At the edge of a hundred miles of rifted steppe sits Kane Ranch, an unassuming brick building just south of the Arizona-Utah border. Within a chair circle out front, Ed Grumbine thrums with energy as the dynamic focal point for 48 eyes. A veteran university professor, he’s recently found tenure outside academia with the Grand Canyon Trust, a conservation non-profit which owns the historic ranch structure and, since 2008, the grazing permits to 830,000 surrounding acres of public land. Ed oversees the business aspects of those allotments, partnering with a veteran rancher to keep the organization’s 600 cattle in line.
The former teacher spends equal time asking questions as answering them, and his main line of rhetorical inquiry, “why the hell is an environmental group running cattle?” sparks animated discussion. Our eventual consensus—building relationships with neighboring ranchers and influencing their practices for the land’s benefit—proves correct, and Ed confirms that the strategy has paid dividends. However, putting environmental sensitivity first has the ranch in the red financially, complicating the endeavor’s long-term prospects.

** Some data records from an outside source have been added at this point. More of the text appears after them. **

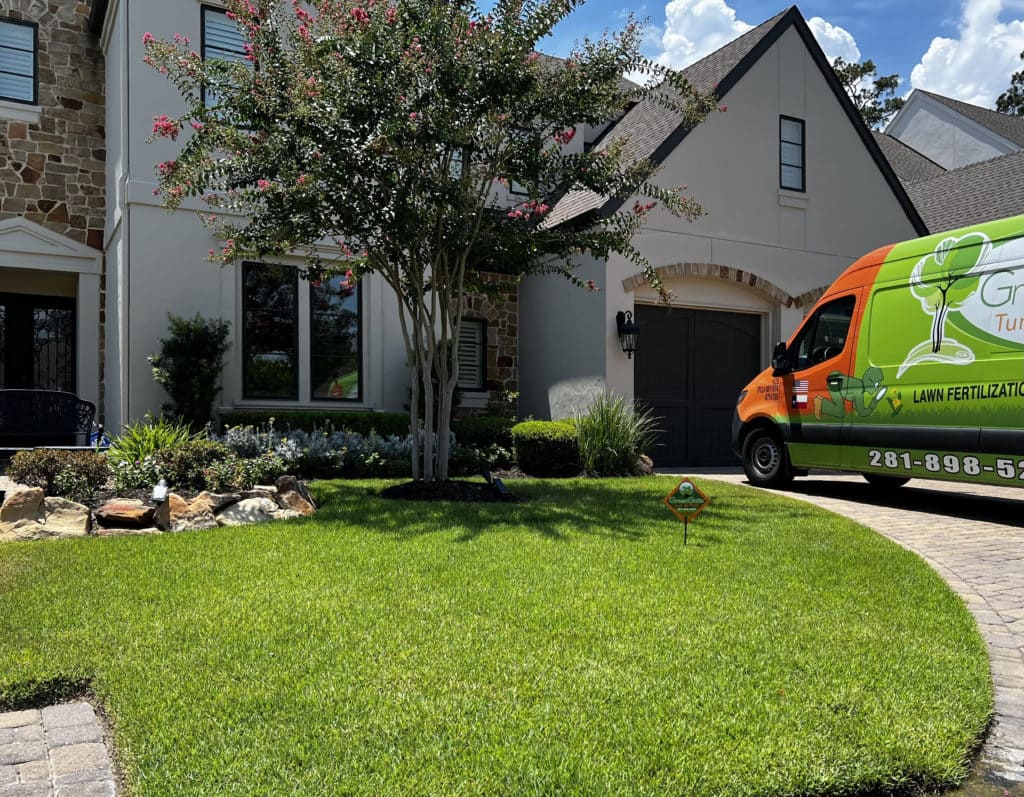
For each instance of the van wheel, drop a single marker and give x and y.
(765, 460)
(881, 481)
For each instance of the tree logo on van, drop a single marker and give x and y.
(944, 281)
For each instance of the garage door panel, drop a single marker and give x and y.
(690, 366)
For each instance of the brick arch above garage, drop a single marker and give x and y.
(749, 280)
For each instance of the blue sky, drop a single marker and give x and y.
(967, 49)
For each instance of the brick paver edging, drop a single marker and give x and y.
(57, 751)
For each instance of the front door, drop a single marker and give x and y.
(689, 370)
(37, 342)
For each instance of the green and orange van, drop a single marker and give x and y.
(911, 365)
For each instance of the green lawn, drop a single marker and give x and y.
(567, 644)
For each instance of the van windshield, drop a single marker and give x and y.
(823, 336)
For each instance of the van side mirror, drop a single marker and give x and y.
(779, 360)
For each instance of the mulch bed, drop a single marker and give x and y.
(448, 491)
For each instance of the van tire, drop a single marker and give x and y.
(766, 461)
(881, 481)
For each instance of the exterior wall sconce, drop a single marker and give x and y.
(628, 332)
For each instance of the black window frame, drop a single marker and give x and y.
(358, 348)
(481, 386)
(246, 266)
(204, 9)
(35, 63)
(803, 154)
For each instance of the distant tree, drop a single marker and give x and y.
(873, 96)
(1012, 100)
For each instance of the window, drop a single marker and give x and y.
(823, 335)
(269, 332)
(791, 154)
(473, 354)
(17, 61)
(221, 41)
(335, 327)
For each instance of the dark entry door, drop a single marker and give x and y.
(690, 367)
(37, 342)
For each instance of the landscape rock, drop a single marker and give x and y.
(292, 485)
(66, 518)
(248, 510)
(189, 515)
(125, 513)
(22, 504)
(215, 501)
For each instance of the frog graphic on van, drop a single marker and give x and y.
(944, 281)
(863, 393)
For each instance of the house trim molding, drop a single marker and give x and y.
(714, 271)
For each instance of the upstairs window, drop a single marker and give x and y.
(221, 41)
(18, 65)
(473, 354)
(791, 154)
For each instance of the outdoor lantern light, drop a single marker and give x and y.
(159, 492)
(628, 332)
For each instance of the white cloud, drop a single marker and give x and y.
(975, 68)
(835, 41)
(695, 28)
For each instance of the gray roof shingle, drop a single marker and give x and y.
(909, 165)
(647, 125)
(973, 194)
(1010, 127)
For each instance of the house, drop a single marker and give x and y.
(52, 212)
(795, 187)
(961, 164)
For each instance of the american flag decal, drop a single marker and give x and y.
(800, 389)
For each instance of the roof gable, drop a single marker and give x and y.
(1010, 127)
(653, 132)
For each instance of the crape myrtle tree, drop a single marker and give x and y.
(872, 95)
(389, 130)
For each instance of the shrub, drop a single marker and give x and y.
(74, 474)
(188, 367)
(185, 465)
(132, 455)
(547, 448)
(612, 434)
(243, 473)
(320, 420)
(483, 430)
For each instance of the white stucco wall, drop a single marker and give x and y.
(157, 260)
(945, 136)
(798, 241)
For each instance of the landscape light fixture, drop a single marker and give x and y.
(628, 332)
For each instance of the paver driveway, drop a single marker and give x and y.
(974, 537)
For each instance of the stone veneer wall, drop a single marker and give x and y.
(52, 173)
(501, 309)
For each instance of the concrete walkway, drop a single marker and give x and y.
(54, 752)
(974, 538)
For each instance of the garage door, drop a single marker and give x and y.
(690, 366)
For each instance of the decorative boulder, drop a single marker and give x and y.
(189, 515)
(125, 513)
(248, 510)
(27, 515)
(22, 505)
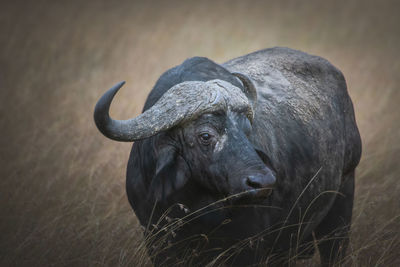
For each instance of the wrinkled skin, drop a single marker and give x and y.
(216, 171)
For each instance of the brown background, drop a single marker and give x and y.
(62, 192)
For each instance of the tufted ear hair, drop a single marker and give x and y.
(171, 174)
(249, 88)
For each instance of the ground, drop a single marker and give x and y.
(62, 187)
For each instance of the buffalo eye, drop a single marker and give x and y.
(205, 138)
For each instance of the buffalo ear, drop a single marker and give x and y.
(171, 174)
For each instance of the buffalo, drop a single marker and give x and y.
(249, 162)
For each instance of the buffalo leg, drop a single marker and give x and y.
(332, 233)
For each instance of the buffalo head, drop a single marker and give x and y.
(203, 130)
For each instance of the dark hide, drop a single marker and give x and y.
(304, 134)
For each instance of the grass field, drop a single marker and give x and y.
(62, 191)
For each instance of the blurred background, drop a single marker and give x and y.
(62, 191)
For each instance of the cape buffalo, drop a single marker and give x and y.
(243, 163)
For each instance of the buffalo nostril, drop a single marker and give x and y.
(253, 182)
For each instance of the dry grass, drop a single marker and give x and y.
(62, 184)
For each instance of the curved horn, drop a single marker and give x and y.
(250, 89)
(180, 103)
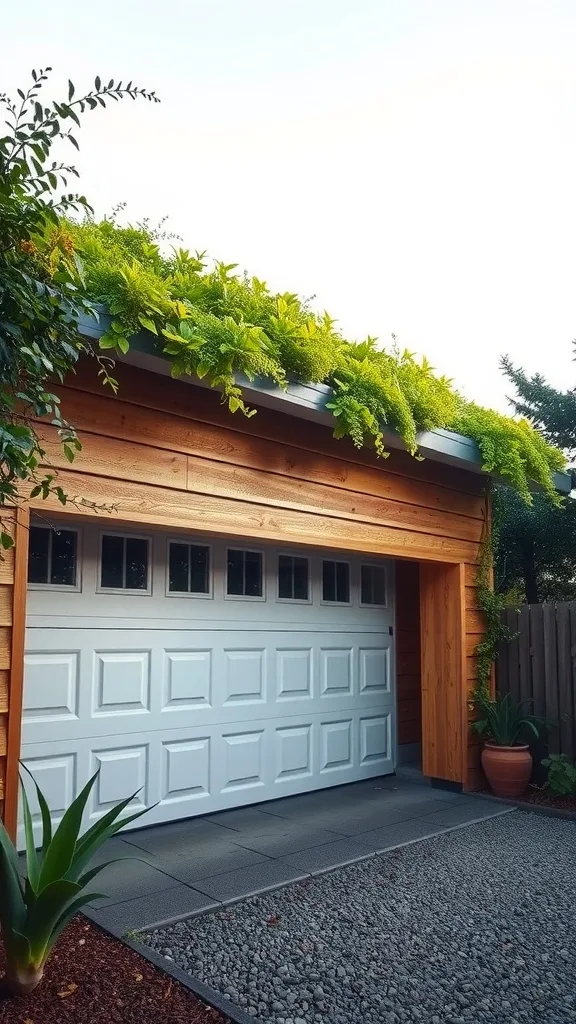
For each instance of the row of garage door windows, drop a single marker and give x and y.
(125, 565)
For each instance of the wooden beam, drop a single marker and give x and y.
(444, 671)
(16, 672)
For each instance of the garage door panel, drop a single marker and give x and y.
(132, 688)
(233, 705)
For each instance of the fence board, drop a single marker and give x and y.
(550, 677)
(523, 625)
(537, 657)
(512, 652)
(539, 665)
(565, 682)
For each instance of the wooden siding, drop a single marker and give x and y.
(12, 622)
(408, 682)
(166, 453)
(443, 668)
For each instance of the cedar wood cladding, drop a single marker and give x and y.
(167, 453)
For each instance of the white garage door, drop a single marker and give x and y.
(204, 674)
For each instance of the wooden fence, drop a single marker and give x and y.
(539, 665)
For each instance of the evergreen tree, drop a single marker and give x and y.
(536, 556)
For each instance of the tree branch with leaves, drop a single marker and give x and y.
(42, 293)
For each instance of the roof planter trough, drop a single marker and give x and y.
(307, 401)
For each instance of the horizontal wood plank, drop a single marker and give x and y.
(105, 456)
(6, 564)
(6, 592)
(281, 492)
(154, 392)
(130, 502)
(224, 444)
(5, 646)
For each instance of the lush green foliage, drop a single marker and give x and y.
(41, 287)
(536, 553)
(35, 910)
(215, 323)
(502, 721)
(553, 413)
(562, 774)
(491, 603)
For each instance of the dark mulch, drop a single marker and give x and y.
(94, 979)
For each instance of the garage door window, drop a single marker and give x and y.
(293, 578)
(373, 586)
(125, 563)
(52, 557)
(244, 573)
(335, 582)
(189, 568)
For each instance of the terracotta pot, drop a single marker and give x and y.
(507, 768)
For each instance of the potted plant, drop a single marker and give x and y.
(36, 908)
(505, 758)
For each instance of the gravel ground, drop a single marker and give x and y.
(477, 925)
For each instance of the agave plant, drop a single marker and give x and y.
(504, 722)
(35, 909)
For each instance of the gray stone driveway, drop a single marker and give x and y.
(189, 867)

Asked if he personally would banish cattle from public land, Ed responds affirmatively, but appends two caveats. First, that people still depend on grazing permits to make their living, and second, that the economic and political leverage necessary for a systemic shift towards more sustainable meats simply doesn’t exist. A pragmatist, Ed works to change the system from within, and he leaves us with the mantra “embrace the complexity”, a prominent feature of public lands grazing.